Des joueuses de football du club amateur de Chambéry Savoie 73, qui ont porté un hijab lors d'un match officiel, subissent une vague de messages racistes sur les réseaux sociaux. Le Rassemblement national demande l'arrêt des subventions régionales au club.
"C'est une bande de copines qui ne méritent pas tout ça", estime Sébastien Lepage, président du club amateur de football Chambéry Sport 73. Depuis plusieurs jours, son équipe féminine est dans le viseur du Rassemblement national et de plusieurs internautes auteurs de messages haineux sur les réseaux sociaux.
L'origine de la polémique : début octobre, plusieurs joueuses ont participé à un match officiel en portant un hijab, alors que le réglement de la Fédération française de football (FFF) l'interdit.
"Nous n'avions pas d'équipe féminine au sein du club, et on voulait ouvrir le foot à tout le monde. Une bande de copines s'est formée pour construire une équipe. Et naturellement, on a regardé pour les engager en compétition, nous confie le président du club. Certaines de mes joueuses portent le voile. Je me suis donc renseigné et j'ai vu que la FIFA, l'organisation internationale du foot, l'autorisait en match. On pensait que c'était donc possible. Je ne savais pas que la FFF, elle, l'interdisait."

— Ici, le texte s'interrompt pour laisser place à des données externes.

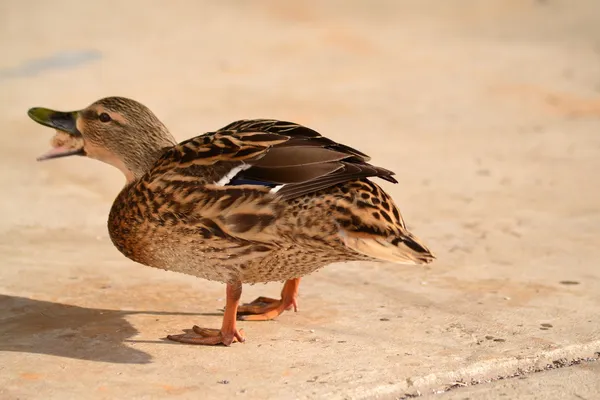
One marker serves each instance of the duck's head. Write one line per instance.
(115, 130)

"Puis le premier match est arrivé. L'arbitre, qui aurait pu invalider la rencontre à cause du port de ces hijabs, n'est pas venu. C'est moi qui ai dû arbitrer", poursuit Sébastien Lepage, qui plaide donc la méconnaissance du règlement de la FFF.
Le retrait des subventions régionales demandé par le RN
"La rencontre s'est très bien déroulée. Même si nous avons perdu 19-0, l'ambiance était très bonne. Le port du hijab n'a pas du tout choqué nos adversaires, elles étaient les premières à encourager notre équipe sur le terrain. On a même mangé un bout ensemble à la fin du match", se rappelle-t-il.
Ce n'est que quelques jours plus tard, que Sébastien Lepage entend quelques "échos" ici et là. Il remarque des premiers messages à caractère haineux ou raciste sur les réseaux sociaux : "C'est navrant de voir ces commentaires, ces insultes. C'est du racisme pur et dur. Mais on ne va pas se laisser faire, nous avons pris des captures d'écran de ces messages."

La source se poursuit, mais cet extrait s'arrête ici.